Sun Sentinel Palm Beach Edition

Tony Sparano remembered

Death hits home, says columnist Dave Hyde.

- Dave Hyde

Even now, as Tony Sparano stories get told, weaving family and football to show a good and genuine man, there’s one moment that captures him completely that nobody knew. That, in itself, isn’t surprising.

Sparano, the former Dolphins coach who died of heart attack Sunday, was a thoughtful man who kept most thoughts to himself.
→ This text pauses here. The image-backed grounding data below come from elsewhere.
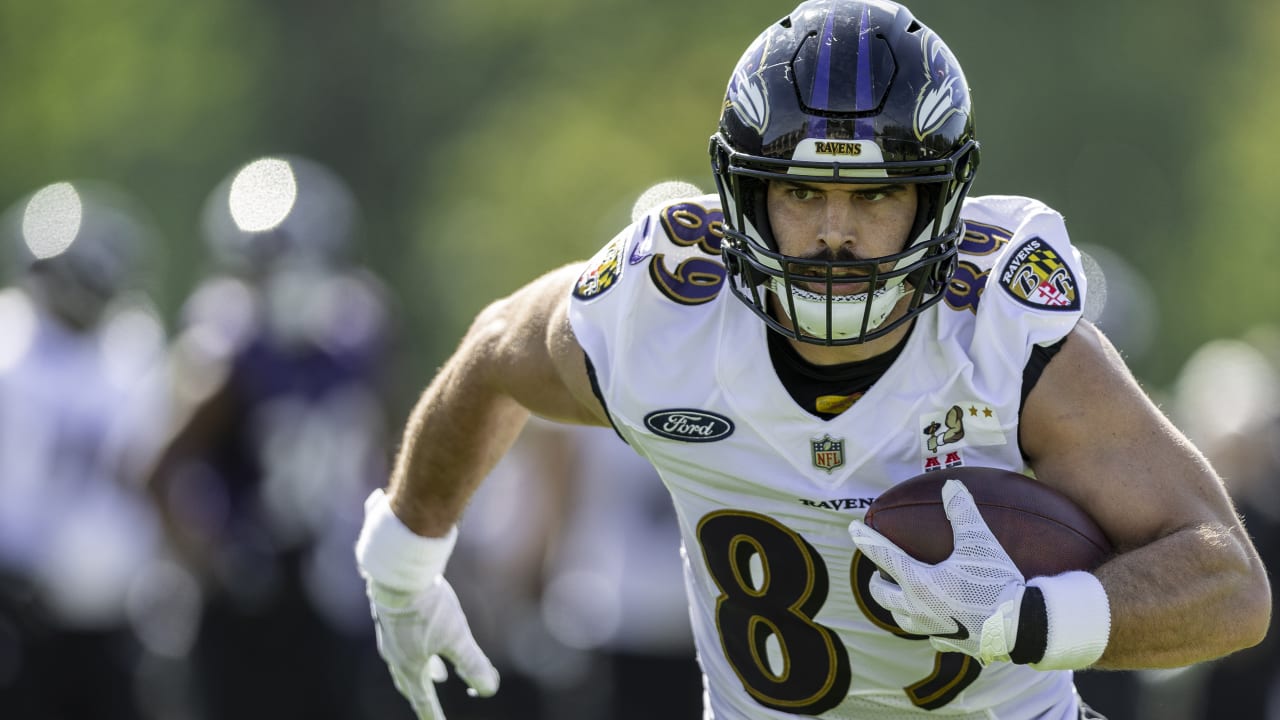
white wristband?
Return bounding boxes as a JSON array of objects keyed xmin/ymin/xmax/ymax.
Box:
[
  {"xmin": 1027, "ymin": 571, "xmax": 1111, "ymax": 670},
  {"xmin": 354, "ymin": 488, "xmax": 457, "ymax": 593}
]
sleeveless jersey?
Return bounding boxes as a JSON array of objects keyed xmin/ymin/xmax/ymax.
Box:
[{"xmin": 568, "ymin": 193, "xmax": 1089, "ymax": 719}]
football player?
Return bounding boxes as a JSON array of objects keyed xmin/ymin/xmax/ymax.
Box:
[
  {"xmin": 0, "ymin": 180, "xmax": 175, "ymax": 719},
  {"xmin": 356, "ymin": 1, "xmax": 1271, "ymax": 718},
  {"xmin": 147, "ymin": 155, "xmax": 397, "ymax": 719}
]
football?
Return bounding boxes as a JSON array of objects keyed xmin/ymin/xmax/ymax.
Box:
[{"xmin": 863, "ymin": 466, "xmax": 1112, "ymax": 578}]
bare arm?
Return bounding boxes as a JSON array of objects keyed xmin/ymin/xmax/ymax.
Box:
[
  {"xmin": 386, "ymin": 263, "xmax": 609, "ymax": 537},
  {"xmin": 1021, "ymin": 319, "xmax": 1271, "ymax": 668}
]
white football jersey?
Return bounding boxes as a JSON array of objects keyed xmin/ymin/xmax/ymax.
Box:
[
  {"xmin": 0, "ymin": 289, "xmax": 169, "ymax": 629},
  {"xmin": 568, "ymin": 193, "xmax": 1089, "ymax": 719}
]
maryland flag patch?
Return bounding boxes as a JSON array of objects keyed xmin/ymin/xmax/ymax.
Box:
[
  {"xmin": 573, "ymin": 235, "xmax": 626, "ymax": 301},
  {"xmin": 998, "ymin": 237, "xmax": 1080, "ymax": 311}
]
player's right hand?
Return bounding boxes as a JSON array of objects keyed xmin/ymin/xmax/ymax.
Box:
[
  {"xmin": 365, "ymin": 575, "xmax": 500, "ymax": 719},
  {"xmin": 356, "ymin": 488, "xmax": 499, "ymax": 720},
  {"xmin": 848, "ymin": 479, "xmax": 1026, "ymax": 664}
]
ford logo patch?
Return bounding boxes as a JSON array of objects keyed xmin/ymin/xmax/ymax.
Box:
[{"xmin": 644, "ymin": 409, "xmax": 734, "ymax": 443}]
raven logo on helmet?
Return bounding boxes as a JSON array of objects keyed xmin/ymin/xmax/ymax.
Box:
[
  {"xmin": 725, "ymin": 38, "xmax": 771, "ymax": 134},
  {"xmin": 914, "ymin": 30, "xmax": 968, "ymax": 141}
]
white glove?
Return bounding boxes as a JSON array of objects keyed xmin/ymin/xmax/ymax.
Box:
[
  {"xmin": 356, "ymin": 489, "xmax": 499, "ymax": 719},
  {"xmin": 848, "ymin": 479, "xmax": 1026, "ymax": 664}
]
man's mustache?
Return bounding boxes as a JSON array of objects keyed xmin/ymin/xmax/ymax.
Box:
[{"xmin": 795, "ymin": 246, "xmax": 866, "ymax": 263}]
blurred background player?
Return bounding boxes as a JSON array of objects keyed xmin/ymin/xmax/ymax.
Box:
[
  {"xmin": 444, "ymin": 419, "xmax": 701, "ymax": 720},
  {"xmin": 536, "ymin": 422, "xmax": 703, "ymax": 719},
  {"xmin": 1154, "ymin": 332, "xmax": 1280, "ymax": 720},
  {"xmin": 441, "ymin": 182, "xmax": 704, "ymax": 720},
  {"xmin": 145, "ymin": 155, "xmax": 403, "ymax": 719},
  {"xmin": 0, "ymin": 180, "xmax": 195, "ymax": 719},
  {"xmin": 536, "ymin": 182, "xmax": 707, "ymax": 720}
]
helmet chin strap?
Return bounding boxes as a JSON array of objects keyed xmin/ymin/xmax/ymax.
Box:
[
  {"xmin": 770, "ymin": 273, "xmax": 908, "ymax": 340},
  {"xmin": 765, "ymin": 231, "xmax": 931, "ymax": 341}
]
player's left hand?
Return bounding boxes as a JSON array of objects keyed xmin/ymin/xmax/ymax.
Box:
[{"xmin": 848, "ymin": 479, "xmax": 1026, "ymax": 664}]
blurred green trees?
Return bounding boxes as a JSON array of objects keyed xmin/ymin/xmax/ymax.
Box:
[{"xmin": 1, "ymin": 0, "xmax": 1275, "ymax": 406}]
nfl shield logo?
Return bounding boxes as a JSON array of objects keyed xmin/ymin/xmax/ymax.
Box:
[{"xmin": 811, "ymin": 435, "xmax": 845, "ymax": 474}]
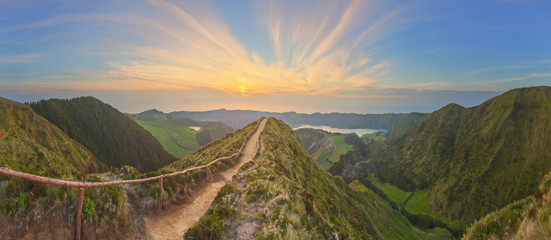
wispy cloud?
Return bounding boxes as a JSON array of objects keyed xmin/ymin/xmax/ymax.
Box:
[
  {"xmin": 0, "ymin": 54, "xmax": 42, "ymax": 63},
  {"xmin": 479, "ymin": 72, "xmax": 551, "ymax": 84},
  {"xmin": 464, "ymin": 65, "xmax": 532, "ymax": 76},
  {"xmin": 4, "ymin": 0, "xmax": 410, "ymax": 95}
]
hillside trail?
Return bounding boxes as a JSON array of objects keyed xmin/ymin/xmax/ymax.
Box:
[{"xmin": 144, "ymin": 119, "xmax": 267, "ymax": 240}]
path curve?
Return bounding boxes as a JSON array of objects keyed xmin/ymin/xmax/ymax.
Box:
[
  {"xmin": 317, "ymin": 138, "xmax": 336, "ymax": 164},
  {"xmin": 144, "ymin": 119, "xmax": 267, "ymax": 240}
]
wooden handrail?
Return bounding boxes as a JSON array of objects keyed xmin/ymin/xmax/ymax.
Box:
[{"xmin": 0, "ymin": 118, "xmax": 264, "ymax": 240}]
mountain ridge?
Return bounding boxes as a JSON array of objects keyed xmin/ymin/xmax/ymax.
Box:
[
  {"xmin": 370, "ymin": 86, "xmax": 551, "ymax": 223},
  {"xmin": 28, "ymin": 97, "xmax": 177, "ymax": 172}
]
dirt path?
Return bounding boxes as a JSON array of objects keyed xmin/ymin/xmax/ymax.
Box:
[{"xmin": 144, "ymin": 119, "xmax": 267, "ymax": 240}]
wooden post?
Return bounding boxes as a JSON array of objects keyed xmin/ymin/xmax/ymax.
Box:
[
  {"xmin": 158, "ymin": 178, "xmax": 163, "ymax": 211},
  {"xmin": 75, "ymin": 188, "xmax": 84, "ymax": 240}
]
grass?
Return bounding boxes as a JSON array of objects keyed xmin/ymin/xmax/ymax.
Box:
[
  {"xmin": 149, "ymin": 119, "xmax": 201, "ymax": 149},
  {"xmin": 405, "ymin": 190, "xmax": 463, "ymax": 230},
  {"xmin": 367, "ymin": 176, "xmax": 411, "ymax": 206},
  {"xmin": 361, "ymin": 133, "xmax": 386, "ymax": 143},
  {"xmin": 137, "ymin": 121, "xmax": 195, "ymax": 158},
  {"xmin": 185, "ymin": 118, "xmax": 453, "ymax": 240},
  {"xmin": 316, "ymin": 132, "xmax": 354, "ymax": 170}
]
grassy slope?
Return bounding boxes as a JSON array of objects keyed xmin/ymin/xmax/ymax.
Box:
[
  {"xmin": 28, "ymin": 97, "xmax": 176, "ymax": 172},
  {"xmin": 137, "ymin": 121, "xmax": 194, "ymax": 158},
  {"xmin": 367, "ymin": 176, "xmax": 411, "ymax": 206},
  {"xmin": 463, "ymin": 171, "xmax": 551, "ymax": 239},
  {"xmin": 0, "ymin": 97, "xmax": 107, "ymax": 179},
  {"xmin": 318, "ymin": 132, "xmax": 354, "ymax": 170},
  {"xmin": 185, "ymin": 118, "xmax": 452, "ymax": 240},
  {"xmin": 164, "ymin": 120, "xmax": 259, "ymax": 171},
  {"xmin": 0, "ymin": 97, "xmax": 132, "ymax": 239},
  {"xmin": 372, "ymin": 86, "xmax": 551, "ymax": 223}
]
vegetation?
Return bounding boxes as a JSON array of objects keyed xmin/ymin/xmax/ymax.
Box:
[
  {"xmin": 126, "ymin": 108, "xmax": 167, "ymax": 121},
  {"xmin": 137, "ymin": 121, "xmax": 195, "ymax": 158},
  {"xmin": 463, "ymin": 171, "xmax": 551, "ymax": 239},
  {"xmin": 129, "ymin": 109, "xmax": 234, "ymax": 158},
  {"xmin": 328, "ymin": 133, "xmax": 367, "ymax": 177},
  {"xmin": 28, "ymin": 97, "xmax": 177, "ymax": 172},
  {"xmin": 370, "ymin": 86, "xmax": 551, "ymax": 224},
  {"xmin": 195, "ymin": 121, "xmax": 234, "ymax": 146},
  {"xmin": 165, "ymin": 120, "xmax": 258, "ymax": 170},
  {"xmin": 366, "ymin": 175, "xmax": 411, "ymax": 206},
  {"xmin": 185, "ymin": 117, "xmax": 453, "ymax": 239},
  {"xmin": 361, "ymin": 132, "xmax": 387, "ymax": 143},
  {"xmin": 0, "ymin": 97, "xmax": 132, "ymax": 239},
  {"xmin": 170, "ymin": 109, "xmax": 420, "ymax": 129},
  {"xmin": 295, "ymin": 128, "xmax": 332, "ymax": 159}
]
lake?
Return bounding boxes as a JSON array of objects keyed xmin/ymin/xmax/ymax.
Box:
[
  {"xmin": 293, "ymin": 125, "xmax": 386, "ymax": 136},
  {"xmin": 188, "ymin": 126, "xmax": 201, "ymax": 131}
]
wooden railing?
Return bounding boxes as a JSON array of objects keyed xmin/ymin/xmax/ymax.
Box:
[{"xmin": 0, "ymin": 119, "xmax": 263, "ymax": 240}]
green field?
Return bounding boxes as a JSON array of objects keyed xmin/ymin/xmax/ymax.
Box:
[
  {"xmin": 367, "ymin": 176, "xmax": 411, "ymax": 205},
  {"xmin": 316, "ymin": 132, "xmax": 354, "ymax": 170},
  {"xmin": 366, "ymin": 176, "xmax": 463, "ymax": 231},
  {"xmin": 137, "ymin": 121, "xmax": 196, "ymax": 159},
  {"xmin": 149, "ymin": 119, "xmax": 201, "ymax": 149},
  {"xmin": 361, "ymin": 133, "xmax": 386, "ymax": 143},
  {"xmin": 404, "ymin": 190, "xmax": 463, "ymax": 230}
]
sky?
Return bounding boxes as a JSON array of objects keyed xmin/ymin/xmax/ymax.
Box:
[{"xmin": 1, "ymin": 0, "xmax": 550, "ymax": 114}]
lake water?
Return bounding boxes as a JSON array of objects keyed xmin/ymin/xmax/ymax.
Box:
[
  {"xmin": 293, "ymin": 125, "xmax": 386, "ymax": 136},
  {"xmin": 188, "ymin": 126, "xmax": 201, "ymax": 131}
]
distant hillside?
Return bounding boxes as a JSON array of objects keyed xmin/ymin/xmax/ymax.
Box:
[
  {"xmin": 28, "ymin": 97, "xmax": 177, "ymax": 172},
  {"xmin": 370, "ymin": 86, "xmax": 551, "ymax": 223},
  {"xmin": 0, "ymin": 97, "xmax": 107, "ymax": 178},
  {"xmin": 130, "ymin": 111, "xmax": 234, "ymax": 158},
  {"xmin": 169, "ymin": 109, "xmax": 420, "ymax": 129},
  {"xmin": 463, "ymin": 171, "xmax": 551, "ymax": 239},
  {"xmin": 195, "ymin": 121, "xmax": 234, "ymax": 146},
  {"xmin": 295, "ymin": 128, "xmax": 332, "ymax": 158},
  {"xmin": 185, "ymin": 118, "xmax": 453, "ymax": 239},
  {"xmin": 127, "ymin": 109, "xmax": 168, "ymax": 121}
]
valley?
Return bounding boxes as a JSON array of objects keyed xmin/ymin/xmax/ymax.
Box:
[{"xmin": 1, "ymin": 86, "xmax": 550, "ymax": 239}]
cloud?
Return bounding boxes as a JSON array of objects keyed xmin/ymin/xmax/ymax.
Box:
[
  {"xmin": 2, "ymin": 0, "xmax": 412, "ymax": 96},
  {"xmin": 464, "ymin": 65, "xmax": 532, "ymax": 76},
  {"xmin": 0, "ymin": 54, "xmax": 42, "ymax": 63}
]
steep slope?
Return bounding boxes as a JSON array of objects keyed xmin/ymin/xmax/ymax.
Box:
[
  {"xmin": 462, "ymin": 171, "xmax": 551, "ymax": 239},
  {"xmin": 295, "ymin": 128, "xmax": 332, "ymax": 159},
  {"xmin": 371, "ymin": 86, "xmax": 551, "ymax": 223},
  {"xmin": 0, "ymin": 97, "xmax": 134, "ymax": 239},
  {"xmin": 0, "ymin": 96, "xmax": 107, "ymax": 178},
  {"xmin": 195, "ymin": 121, "xmax": 234, "ymax": 146},
  {"xmin": 185, "ymin": 118, "xmax": 452, "ymax": 239},
  {"xmin": 28, "ymin": 97, "xmax": 177, "ymax": 172}
]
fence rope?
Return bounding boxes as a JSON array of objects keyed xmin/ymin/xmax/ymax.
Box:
[{"xmin": 0, "ymin": 118, "xmax": 264, "ymax": 240}]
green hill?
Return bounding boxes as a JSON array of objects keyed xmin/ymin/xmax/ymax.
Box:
[
  {"xmin": 28, "ymin": 97, "xmax": 177, "ymax": 172},
  {"xmin": 462, "ymin": 171, "xmax": 551, "ymax": 239},
  {"xmin": 170, "ymin": 109, "xmax": 419, "ymax": 129},
  {"xmin": 0, "ymin": 97, "xmax": 134, "ymax": 239},
  {"xmin": 126, "ymin": 108, "xmax": 168, "ymax": 121},
  {"xmin": 185, "ymin": 118, "xmax": 453, "ymax": 239},
  {"xmin": 370, "ymin": 86, "xmax": 551, "ymax": 224},
  {"xmin": 195, "ymin": 121, "xmax": 234, "ymax": 146},
  {"xmin": 0, "ymin": 96, "xmax": 107, "ymax": 179},
  {"xmin": 130, "ymin": 111, "xmax": 234, "ymax": 158},
  {"xmin": 295, "ymin": 128, "xmax": 333, "ymax": 159}
]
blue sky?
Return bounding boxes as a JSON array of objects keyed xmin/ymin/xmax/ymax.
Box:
[{"xmin": 1, "ymin": 0, "xmax": 550, "ymax": 113}]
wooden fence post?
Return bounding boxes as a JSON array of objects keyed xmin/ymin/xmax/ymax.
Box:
[
  {"xmin": 158, "ymin": 178, "xmax": 163, "ymax": 211},
  {"xmin": 75, "ymin": 188, "xmax": 84, "ymax": 240}
]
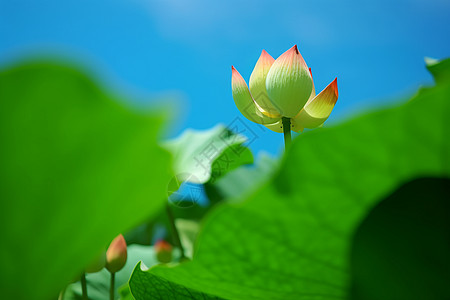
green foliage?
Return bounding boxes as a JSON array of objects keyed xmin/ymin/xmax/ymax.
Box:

His was direct in speech and humble in manner, as fitting an offensive-line coach who worked his way up from the bottom to his dream job.

The dream became real on the day most stories rememberin­g Sparano reference, the one in New England, the one that unleashed The Wildcat, baffled the Patriots and laid the course for the most surprising Dolphins season of this millennium.

“We’ve got to do something,’’ Sparano had told his coaching staff on the flight home the previous week after a lop-sided loss to Arizona.

That dropped them to 0-2. He’d inherited a 1-17 team that 2008 season. So they’d lost 18 of 19 games heading into Foxboro. Of course, Sparano sprung the Wildcat formation on New England, like Burgess Meredith telling Rocky to switch to his left hand — “Now!”

The resulting 38-13 win remains Belichick’s biggest margin of defeat at home and the third-biggest of his Patriots era. That’s a good way to remember Sparano, the coach, even for all the questions to come later.

But the way to remember Sparano, the

man, came in the moments after that win. This is the story no one knew. Dolphins media relations director Harvey Greene went to collect him for the postgame news conference.

Sparano’s head was down. He looked on the verge of tears. Here, in private, he said what the hard coach who took a long road to this job could never say publicly that day.

“I’ve waited my whole life for this,” he told Greene.

That was Sparano, right there. He understood the moment. His work was important to him.

Sure, Sparano’s Dolphins fate became every AFC East coach’s fate against Belichick. He went to the playoffs in 2008 and couldn’t repeat the magic. There’s no shame in that, though it all got messy in the coming years.

It’s part of the curse of covering the Dolphins in the past couple of decades to meet good coaches at the low point of their careers when they’re fired. Sparano could have won here. The coaches he bracketed, Cam Cameron and Joe Philbin, never would have.

But Sparano was a smart and capable coach whose problem was Chad Pennington couldn’t stay healthy at quarterbac­k and Chad Henne wasn’t the guy. You can’t coach around a bad quarterbac­k in the NFL.

Sparano always found good work, because good coaches are needed around the league. And he was a good, dedicated coach. When he was in Oakland a few years ago, I got a text from him the morning after a Raiders’ Monday night game: “Hey Dave, where’s the game?”

Confused, I messaged back where the Dolphins played next.

“No, our game,’’ he wrote.

“Tony, this is Dave Hyde,’’ I wrote.

“I know – where’s tape of our game?”

What followed in the next several texts was a confusing “Who’s on first?” exchange until, after a pause, he finally wrote how my name was beside the Oakland video coordinato­r on his phone. He then wrote something I could understand: “Working on an hour sleep and it’s only October.”

That was him. That’s how he rose in the NFL. Maybe it’s how he fell on Sunday, far too soon. And so sadly. His daughter was just married two weeks before. He had four grandchild­ren. He was just 56.

He gave so much to football in a manner so many coaches do. Some, you’re allowed to wonder in times like this, possibly can give too much.